Saturday, 10 December 2011

Jammë - Jammë (1970)

The sleeve of the self titled Jammë LP would lead you to believe that the album was solely the work of two British brothers Keith and Don Adey.  That's was what I thought for years but the story runs a little deeper than that.

Don Adey was playing a gig with his band Churchill Downs in 1967 when he met up with fellow ex-pat Hard Times guitarist Paul Downing who were sharing the bill that night.  Downing had recently played guitar on the Mamas & Papas album "The Papas & the Mamas" when Papa John Phillips suggested Downing put a group of his own together , which he quickly did with ex British Walkers, Tim Smyser on Bass and Terry Rae (ex Palace Guard) on drums along with Don Adey on guitar.

Phillips was impressed with the band and secured them a recording contract with Dunhill on the basis that he and Terry Melcher produce the album (Melcher would not last the duration following tensions between the pair).  The recording sessions took place at Phillips' own home studio/24 hour party drug den in Bel Air which allegedly saw George Harrison and Keith Richards drop by for a visit!  Phillips was going through a rough patch at the time, with the Mamas & Papas on the verge of splitting and his marriage with Michelle on the rocks. These personal problems would take it's toll on the Jammë sessions.  

Terry Rae was the first to be kicked out of the band by a jealous Phillips after he'd overheard Michelle and friend Mia Farrow, tripping on acid at the time, promise to take Rae on a trip to France.  The drums were taken over by ex Them, Dave Tuffrey, then Jim Gordon (Derek & the Dominoes) and finally Jerry Allison (the Crickets).  Phillips then turned on Smyser and getting Downing to do the dirty work of kicking the bass player out of the band, which was done with much hesitation.  Bass duties were handed over to the Wrecking Crew's Larry Knechtel and then eventually Don Adey's sibling Keith whose contributions on the album stretched as far as a few vocal harmonies and bass on two tracks!  The two brothers were only surviving members by the time the recording was finished nine months later, hence them being the only two on the cover.

The record was released in 1970 and bombed, most probably due to it sounding years out of step with the current music scene at the time.  It also got a UK release where it died a similar death.

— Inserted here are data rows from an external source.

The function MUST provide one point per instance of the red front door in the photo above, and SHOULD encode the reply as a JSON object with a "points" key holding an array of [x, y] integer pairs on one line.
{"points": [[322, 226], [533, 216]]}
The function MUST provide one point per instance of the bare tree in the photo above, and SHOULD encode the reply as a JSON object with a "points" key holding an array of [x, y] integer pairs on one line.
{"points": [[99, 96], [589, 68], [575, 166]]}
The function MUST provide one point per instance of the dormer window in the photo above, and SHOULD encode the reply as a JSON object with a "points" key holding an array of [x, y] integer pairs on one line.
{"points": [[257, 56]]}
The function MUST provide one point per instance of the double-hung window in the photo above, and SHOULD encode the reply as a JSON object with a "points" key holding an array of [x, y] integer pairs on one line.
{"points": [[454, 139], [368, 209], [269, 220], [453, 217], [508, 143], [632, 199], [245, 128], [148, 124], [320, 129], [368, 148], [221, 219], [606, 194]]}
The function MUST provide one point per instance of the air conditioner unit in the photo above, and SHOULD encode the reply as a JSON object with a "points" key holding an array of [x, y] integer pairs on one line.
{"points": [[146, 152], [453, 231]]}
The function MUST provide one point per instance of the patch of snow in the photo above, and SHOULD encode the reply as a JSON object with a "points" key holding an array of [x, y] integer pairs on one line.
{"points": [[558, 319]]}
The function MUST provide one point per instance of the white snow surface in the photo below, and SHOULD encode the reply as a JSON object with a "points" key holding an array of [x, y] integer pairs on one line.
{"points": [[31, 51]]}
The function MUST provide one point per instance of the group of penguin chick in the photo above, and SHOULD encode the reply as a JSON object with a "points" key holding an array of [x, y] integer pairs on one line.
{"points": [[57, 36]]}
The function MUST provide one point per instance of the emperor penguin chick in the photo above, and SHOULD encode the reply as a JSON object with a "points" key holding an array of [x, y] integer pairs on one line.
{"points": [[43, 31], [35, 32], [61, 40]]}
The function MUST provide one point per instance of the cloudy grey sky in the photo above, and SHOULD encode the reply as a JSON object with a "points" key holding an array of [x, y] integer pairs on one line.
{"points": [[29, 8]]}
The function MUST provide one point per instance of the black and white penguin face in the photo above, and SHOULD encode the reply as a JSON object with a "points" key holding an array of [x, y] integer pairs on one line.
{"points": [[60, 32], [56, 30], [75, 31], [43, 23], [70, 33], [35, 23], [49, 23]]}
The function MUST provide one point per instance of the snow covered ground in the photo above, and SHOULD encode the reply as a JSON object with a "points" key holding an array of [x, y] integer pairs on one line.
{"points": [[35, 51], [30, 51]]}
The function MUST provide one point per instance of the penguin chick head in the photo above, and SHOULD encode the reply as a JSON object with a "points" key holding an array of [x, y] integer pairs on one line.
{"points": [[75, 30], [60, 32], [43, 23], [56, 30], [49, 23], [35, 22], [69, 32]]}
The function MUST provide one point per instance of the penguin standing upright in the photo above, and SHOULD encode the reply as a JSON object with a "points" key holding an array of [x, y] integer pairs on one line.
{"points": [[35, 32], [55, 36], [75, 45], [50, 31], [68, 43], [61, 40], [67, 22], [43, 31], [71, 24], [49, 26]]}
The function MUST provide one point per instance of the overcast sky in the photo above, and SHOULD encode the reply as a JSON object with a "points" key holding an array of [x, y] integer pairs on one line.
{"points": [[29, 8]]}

Surprisingly, despite the chaotic recording sessions the resulting album comes across as a sweet collection of popsike nuggets with a similar vibe to the (equally chaotic) Left Banke or Rubber Soul period Beatles complete with nasally Lennonesque vocals.  Personal highlights include the Merry Go Round-alike "She Sits There" and the lyrics on "Strawberry Jam Man", "would you like to sail a boat, way out on the sea? would you like an ice cream float or a cup of tea?

1 comment:

  1. Wow! So much info on this bands sorted past. I always assumed that they were a duo, and that the album was recorded a few years before 1970. Also never knew there was a connection with the Hard Times -- some great tunes on their sole album. Any idea where the name Jamme comes from? Sounds Swedish or something. Certainly a name like that didn't contribute to their success -- or lack thereof. The Jam had better luck by dropping the "me."